Rufous-tailed Jacamar

Rufous-tailed Jacamar (Galbula ruficauda): Jacamar rabirrufo; Rotschwanz-Glanzvogel; Jacamar à queue rousse

Jacamars are members of their own avian family, Galbulidae. Only two species inhabit Costa Rica, the Great Jacamar (Jacamerops aureus) and today’s bird, the much more widely distributed Rufous-tailed Jacamar. I can find no records of the former for the Turrialba area and have seen the latter only very occasionally. A Rufous-tailed Jacamar at Angostura is therefore excellent news. It seems to be a first for that location though it has been reported once or twice at nearby Atirro, and at Casa Turire. There are even old sightings where I would never have suspected, close to my house at Guayabo National Monument and at the coffee town of Aquiares.

With its long bill and tail this bird looks rather like a giant hummingbird or, for European visitors, a bee-eater perhaps. The green and rufous-buff plumage makes for a handsome bird.
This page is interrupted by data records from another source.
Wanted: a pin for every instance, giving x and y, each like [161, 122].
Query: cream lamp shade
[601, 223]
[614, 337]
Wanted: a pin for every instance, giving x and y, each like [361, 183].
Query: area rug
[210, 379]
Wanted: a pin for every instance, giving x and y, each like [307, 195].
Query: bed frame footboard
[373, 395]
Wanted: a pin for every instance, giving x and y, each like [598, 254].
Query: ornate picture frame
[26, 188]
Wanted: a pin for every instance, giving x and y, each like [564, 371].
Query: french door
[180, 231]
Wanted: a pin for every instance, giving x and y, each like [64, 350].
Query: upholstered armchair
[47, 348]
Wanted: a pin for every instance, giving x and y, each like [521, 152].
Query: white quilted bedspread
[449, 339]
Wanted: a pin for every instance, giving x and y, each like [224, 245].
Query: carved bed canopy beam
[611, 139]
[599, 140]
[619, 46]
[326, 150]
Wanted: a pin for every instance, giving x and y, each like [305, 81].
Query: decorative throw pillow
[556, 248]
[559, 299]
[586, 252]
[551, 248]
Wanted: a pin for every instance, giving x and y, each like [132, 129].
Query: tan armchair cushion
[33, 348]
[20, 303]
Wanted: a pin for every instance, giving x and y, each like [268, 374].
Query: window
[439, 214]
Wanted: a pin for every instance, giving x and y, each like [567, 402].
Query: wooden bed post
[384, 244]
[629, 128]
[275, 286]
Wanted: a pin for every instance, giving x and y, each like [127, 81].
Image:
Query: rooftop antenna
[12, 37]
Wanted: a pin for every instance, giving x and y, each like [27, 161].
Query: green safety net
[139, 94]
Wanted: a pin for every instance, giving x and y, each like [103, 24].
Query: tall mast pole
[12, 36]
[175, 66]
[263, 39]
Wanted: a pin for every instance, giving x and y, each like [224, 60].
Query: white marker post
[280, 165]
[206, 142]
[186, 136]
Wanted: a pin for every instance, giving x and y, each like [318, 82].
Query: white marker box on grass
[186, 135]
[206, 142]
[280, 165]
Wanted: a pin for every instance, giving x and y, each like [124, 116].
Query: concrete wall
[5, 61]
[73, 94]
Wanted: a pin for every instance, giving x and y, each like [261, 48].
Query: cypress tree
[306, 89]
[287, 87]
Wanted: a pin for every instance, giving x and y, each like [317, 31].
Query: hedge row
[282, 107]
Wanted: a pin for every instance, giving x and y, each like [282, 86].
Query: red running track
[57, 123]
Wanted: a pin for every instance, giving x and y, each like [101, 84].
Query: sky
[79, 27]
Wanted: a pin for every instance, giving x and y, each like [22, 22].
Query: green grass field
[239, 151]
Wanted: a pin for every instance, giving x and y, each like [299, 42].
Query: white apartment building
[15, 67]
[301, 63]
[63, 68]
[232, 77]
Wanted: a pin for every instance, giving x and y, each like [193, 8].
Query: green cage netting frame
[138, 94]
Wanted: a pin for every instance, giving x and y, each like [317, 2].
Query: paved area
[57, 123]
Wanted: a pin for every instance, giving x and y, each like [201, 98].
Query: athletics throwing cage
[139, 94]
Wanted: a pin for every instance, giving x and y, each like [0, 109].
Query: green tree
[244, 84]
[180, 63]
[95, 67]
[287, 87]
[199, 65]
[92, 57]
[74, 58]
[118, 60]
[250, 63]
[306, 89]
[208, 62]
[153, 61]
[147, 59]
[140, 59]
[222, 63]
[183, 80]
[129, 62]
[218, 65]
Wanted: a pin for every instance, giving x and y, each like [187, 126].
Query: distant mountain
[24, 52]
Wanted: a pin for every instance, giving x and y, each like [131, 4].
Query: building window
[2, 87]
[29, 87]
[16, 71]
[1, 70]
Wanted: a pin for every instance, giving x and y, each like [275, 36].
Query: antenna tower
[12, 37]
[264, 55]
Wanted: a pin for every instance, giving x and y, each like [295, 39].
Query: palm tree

Rufous-tailed Jacamar at Angostura; photo by John Beer

The buffy throat of this individual indicates a female:

Jacamars are now believed to be most closely related to the puffbirds, with whom they share the habit of quietly perching while awaiting passing prey. This generally consists of butterflies and other flying insects. The bill is typically held tilted upwards, as here again in this file photo of a white-throated male:

Rufous-tailed Jacamar; photo by Richard Garrigues

Interestingly, research indicates that jacamars distinguish between edible and less palatable butterflies not so much by the colour of the insect but rather by the shape of the body.